1. Aug 13, 2006

### Rafajafar

Hi... I'm a programmer, and I think I can solve a particular problem I'm having a lot easier if I only had a little more knowledge in math. Perhaps one of you can point me in the right direction so I can teach myself what I want to know.

The concept is this:

You have a set of discrete points such that the set x = (a, b, c, d, ....). All points a, b, c, d, etc. are not periodic in nature (normally). In other words, they could be regular such as x = (2, 4, 6, 8), or x = (2, 4, 8, 16) but more often than naught they will have no pattern such as with x = (all primes).

Each of these points are to represent a relative min, a relative max, OR a relative min/max of an equation. (all three will work for my purposes). I need to interpolate a curve that has a relative min/max for each of the points in set {x}. Preferably, I would like this to be the sum of wave functions so that the actual equation itself can be reduced into a much simpler function via trig identities (more simple meaning easier for a computer to store... reduced). If that is not possible, some sort of spline could work too... maybe.

It does not matter what happens between the points, so long as at the points themselves they are a relative min/max. This min/max value can be a set number such as 1 / -1 . It doesn't matter, I just need them to peak at those discrete points and only those discrete points.

The cardinality of x is variable.

To help you picture what I'm talking about, picture a wave function with the peaks of the function being one of those discrete points.

What method should I use to accomplish this?

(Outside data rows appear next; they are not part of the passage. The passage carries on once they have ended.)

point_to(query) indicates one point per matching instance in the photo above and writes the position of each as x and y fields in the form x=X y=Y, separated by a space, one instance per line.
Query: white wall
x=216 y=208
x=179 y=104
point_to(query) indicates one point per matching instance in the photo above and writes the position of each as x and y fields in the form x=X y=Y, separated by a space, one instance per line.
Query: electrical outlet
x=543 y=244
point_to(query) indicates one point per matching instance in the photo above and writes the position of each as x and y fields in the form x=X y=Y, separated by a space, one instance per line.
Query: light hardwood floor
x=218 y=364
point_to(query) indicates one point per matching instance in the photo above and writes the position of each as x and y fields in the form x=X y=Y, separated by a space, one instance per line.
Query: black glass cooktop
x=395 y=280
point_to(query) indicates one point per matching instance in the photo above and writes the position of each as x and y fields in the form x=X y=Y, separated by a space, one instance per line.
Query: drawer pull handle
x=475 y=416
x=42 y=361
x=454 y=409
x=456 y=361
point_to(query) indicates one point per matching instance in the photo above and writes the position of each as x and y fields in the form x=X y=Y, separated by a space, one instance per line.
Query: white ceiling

EDIT: Another alternative to min/max peaks could be the roots of the function.

Last edited: Aug 13, 2006
2. Aug 14, 2006

### VietDao29

If I interprete this correctly, then what you need is a polynomial. The local max/min of the function (or local extrema) is just where f'(x) = 0.
Say, the function has the following set of extremas: {a, b, c, d, e}
Then f'(a) = f'(b) = f'(c) = f'(d) = f'(e) = 0
So, the simplest curve you can find is the anti-derivative of:
f'(x) = (x - a)(x - b)(x - c)(x - d)(x - e)
So the curve is:
$$f(x) = \int f'(x) dx$$

3. Aug 14, 2006

### Rafajafar

Is there any way to do this such that the number of terms is less than the number of points in the set of extrema?